After being moved from Fort Worth, Texas in 2012, the C-130 trainer simulator spent the previous 10 years at Naval Air Station Patuxent River (NAS Pax River) in St. Mary’s County.
NAS Pax River, the headquarters of the United States’ Naval Air Systems Command, employs over 20 thousand employees, making it the largest employer in Southern Maryland.
Some of those employees trained using flight simulations in the C-130 cockpit. Its parent, the C-130 cargo plane, has been used by the U.S. Air Force, Marines, and Navy since 1960 in “Antarctic support missions, assault transport, aerial tanker, general transport, and many other specialized missions,” says Patuxent (PAX) River Naval Air Museum. The plane’s empty weight comes in at 75,800 pounds and was considered a heavy-duty workhorse for the military. The C-130 can reach a maximum speed of 320 miles per hour.

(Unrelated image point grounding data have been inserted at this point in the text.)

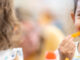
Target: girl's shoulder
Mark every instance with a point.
(11, 54)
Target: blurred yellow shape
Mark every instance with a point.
(76, 34)
(66, 58)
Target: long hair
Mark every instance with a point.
(8, 21)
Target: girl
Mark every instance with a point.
(9, 32)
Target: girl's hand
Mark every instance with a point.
(67, 48)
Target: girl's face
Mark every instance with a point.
(30, 37)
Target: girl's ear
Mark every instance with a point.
(73, 16)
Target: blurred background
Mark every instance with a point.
(62, 8)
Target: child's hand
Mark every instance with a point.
(77, 24)
(67, 48)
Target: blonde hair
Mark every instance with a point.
(8, 21)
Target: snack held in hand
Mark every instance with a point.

The simulator trainer cockpit comes in at 23 feet high, 27 feet long (including a trailer beneath), and 16 feet wide, dimensions which made for a slow and careful towing operation to bring the cockpit to the Naval Air Museum.
The simulation device’s “retirement” came after adjustments to the C-130T program were modernized, and the practice cockpit was no longer needed. Team members of the Tactical Airlift Program, NAVAIR news states, received permission to donate it to the museum after its retirement. Currently it sits beside 25 Navy and Marine Corps aircraft at the museum’s flightline, waiting to be unwrapped and transformed into an interactive exhibit.
“We really want people to get up close to it, hands on,” Scott Gray, PAX River Naval Air Museum Executive Director says, “to feel what those pilots feel when they’re in there.”
The cockpit is set to exhibit within the next year, staff speculates, with the right amount of fundraising. Gray looks to the cockpit’s next step at the museum in hopes of it serving as a connection between Naval personnel and the public, saying the museum would “love to hear from vets and people who worked in things like this.”
“It’s more than a tangible object,” he reminds visitors, “It’s about people, people who conceived the need, people who operated it. About people behind it. People are why we’re here.”
PAX River Naval Air Museum is open Tuesday through Saturday, 10 a.m.-5 p.m. and Sundays 12–5 p.m. Admission is $9 for adults, $4 for children.